A mudança de geração e a reconversão de vinhas foi também o caminho para o sucesso na Quinta da Raza, uma propriedade com história de família há pelo menos quatro gerações e que já exporta mais de 70% da produção. Fruto disso, o crescimento tem sido uma constante e das 15 mil garrafas há menos de uma década hoje saem da moderna e equipada adega 350 mil garrafas por ano.
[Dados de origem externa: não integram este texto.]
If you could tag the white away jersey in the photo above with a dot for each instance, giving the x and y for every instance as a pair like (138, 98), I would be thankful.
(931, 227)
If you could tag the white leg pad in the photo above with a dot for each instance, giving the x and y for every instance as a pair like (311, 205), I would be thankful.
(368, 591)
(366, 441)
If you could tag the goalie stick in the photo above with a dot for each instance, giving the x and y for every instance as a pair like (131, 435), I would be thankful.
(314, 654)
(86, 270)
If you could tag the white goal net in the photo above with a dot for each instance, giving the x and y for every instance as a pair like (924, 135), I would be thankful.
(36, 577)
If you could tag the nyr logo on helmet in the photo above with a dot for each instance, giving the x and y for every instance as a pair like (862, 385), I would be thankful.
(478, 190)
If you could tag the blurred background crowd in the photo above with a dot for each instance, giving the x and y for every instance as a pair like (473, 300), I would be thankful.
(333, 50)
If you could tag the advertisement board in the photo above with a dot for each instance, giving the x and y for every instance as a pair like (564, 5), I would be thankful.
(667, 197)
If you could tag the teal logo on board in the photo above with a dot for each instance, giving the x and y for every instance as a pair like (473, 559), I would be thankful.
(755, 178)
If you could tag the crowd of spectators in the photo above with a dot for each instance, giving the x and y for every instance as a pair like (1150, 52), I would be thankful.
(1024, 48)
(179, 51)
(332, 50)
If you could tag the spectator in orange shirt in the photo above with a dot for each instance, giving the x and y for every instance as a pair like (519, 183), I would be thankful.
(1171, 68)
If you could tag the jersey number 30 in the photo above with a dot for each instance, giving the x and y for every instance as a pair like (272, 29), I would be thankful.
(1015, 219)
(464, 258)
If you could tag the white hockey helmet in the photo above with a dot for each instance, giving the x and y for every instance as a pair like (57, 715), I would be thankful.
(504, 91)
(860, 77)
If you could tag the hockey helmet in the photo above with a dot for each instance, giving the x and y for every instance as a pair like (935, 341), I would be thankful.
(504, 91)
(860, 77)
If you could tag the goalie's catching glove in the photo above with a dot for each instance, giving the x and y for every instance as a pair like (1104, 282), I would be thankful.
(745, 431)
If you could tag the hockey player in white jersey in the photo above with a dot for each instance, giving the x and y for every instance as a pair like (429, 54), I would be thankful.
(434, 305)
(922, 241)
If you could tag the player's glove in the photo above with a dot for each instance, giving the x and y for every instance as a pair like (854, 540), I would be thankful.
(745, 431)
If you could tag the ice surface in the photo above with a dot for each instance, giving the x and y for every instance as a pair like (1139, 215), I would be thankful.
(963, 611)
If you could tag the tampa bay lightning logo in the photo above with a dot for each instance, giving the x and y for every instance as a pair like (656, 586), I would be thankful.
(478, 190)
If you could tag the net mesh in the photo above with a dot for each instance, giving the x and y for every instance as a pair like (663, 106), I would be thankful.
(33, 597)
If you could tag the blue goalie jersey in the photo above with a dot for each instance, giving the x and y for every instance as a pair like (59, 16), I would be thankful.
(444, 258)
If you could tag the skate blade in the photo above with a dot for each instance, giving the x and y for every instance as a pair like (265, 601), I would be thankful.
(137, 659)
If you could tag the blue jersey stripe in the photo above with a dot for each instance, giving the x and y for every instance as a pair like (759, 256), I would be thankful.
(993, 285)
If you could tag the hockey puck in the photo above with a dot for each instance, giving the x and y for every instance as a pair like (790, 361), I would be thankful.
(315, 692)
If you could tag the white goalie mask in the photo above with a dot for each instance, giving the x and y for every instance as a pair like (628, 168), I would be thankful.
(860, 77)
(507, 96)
Foi ainda antes do virar do século que Pedro Teixeira Coelho, então com menos de 20 anos, assumiu a tarefa de tomar conta dos vinhedos da família, sucedendo ao avô Inácio, que foi um agrónomo reconhecido em toda a região de Basto. A grande mudança é, no entanto, mais recente e é Mafalda, mulher de Pedro, que conta como tudo começou: “A primeira vez que tentámos a exportação foi em 2006. Fomos à Prowein [feira/mostra de vinhos na Alemanha] e não vendemos nada. As pessoas provavam e gostavam, mas achavam que os vinhos eram todos caros. Percebemos que precisávamos de um vinho de entrada, que fizesse o efeito de arrastamento.”

Foi assim que nasceu o Raza, um vinho assumidamente leve e fresco que junta Arinto, Azal e Trajadura, que representa hoje mais de um terço do engarrafamento total e esgota nos mercados de exportação. Atrás dele, o Arinto e o Azal estão já também em 17 países, com predominância para Alemanha, Reino Unido e EUA. “Este ano chegámos ao Japão”, conta ainda Mafalda, que, com o crescimento das exportações, teve que abandonar a docência de Gestão no ensino superior para se dedicar em exclusivo ao negócio do vinho.

Depois da visita à Quinta da Raza de importadores japoneses, promovida pela Comissão dos Vinhos Verdes, levaram os vinhos a Tóquio, onde estes foram apreciados, principalmente o Padeiro. Esta é uma casta nativa de Basto que estava em vias de extinção e tem vindo a ser recuperada com base na Quinta da Raza, num projecto incentivado pelos técnicos da Direcção Regional de Agricultura que teve início em 1998.

A casta, precisamente denominada por Padeiro de Basto, dá vinhos rosados que associam à frescura e forte expressão aromática algum corpo e volume de boca. Vem sendo muito apreciada, principalmente nos EUA, e começa a espalhar-se pela região. Mais de 90% das 20 mil garrafas da Quinta da Raza são para exportação, o que faz com que o vinho esteja esgotado muito antes de ser engarrafado.

Em termos de encepamento, nos 40 hectares da propriedade predominam o Azal e Arinto, seguindo-se o Alvarinho, Trajadura, Vinhão, Padeiro e Avesso. Pedro Teixeira Coelho diz que “primeiro foi necessário avançar com a reestruturação e reconversão para arrumar a vinha por castas” e que agora é tempo de avançar com algumas experiências inovadoras. Há já na adega uma experiência com madeira na casta Avesso, mas o grande projecto passa por uma nova vinha a meia encosta com as cepas mais bem adaptadas à região para criar vinhos com capacidade de envelhecimento, designadamente o Vinhão.

E bastará visitar a Quinta da Raza, no planalto de Celorico, e ver o enquadramento com as serranias do Marão, Alvão e Cabreira, para logo se constatar que nem todos os Vinhos Verdes são de influência atlântica. Há uma grande riqueza e diversidade de castas, mas também territórios e condições diferenciadas capazes de proporcionar os tais “vinhos espectaculares” a que se referia o embaixador do EUA.

O mercado internacional já o reconhece. E mesmo internamente, apesar da falta de notoriedade e um certo alheamento da crítica, o consumo de Verdes está em segundo lugar, atrás do Alentejo, mas lidera com larga vantagem no capítulo dos brancos.

Há sangue novo que puxa pela região, mas há, sobretudo, um trabalho de reconversão de métodos e mentalidades, a par da forte promoção externa, que tem vindo a ser eficazmente desenvolvido pela CVRVV, liderada por Manuel Pinheiro. E o sucesso é tal que a região não tem praticamente stock de vinhos e tem já dificuldade em responder às solicitações do mercado. Para resolver a escassez há já quem pense em reconverter campos de milho dos produtores de leite, cujo mercado está em recessão, para aumentar a produção. Perspectiva-se, assim, a substituição do leite pelo Vinho Verde.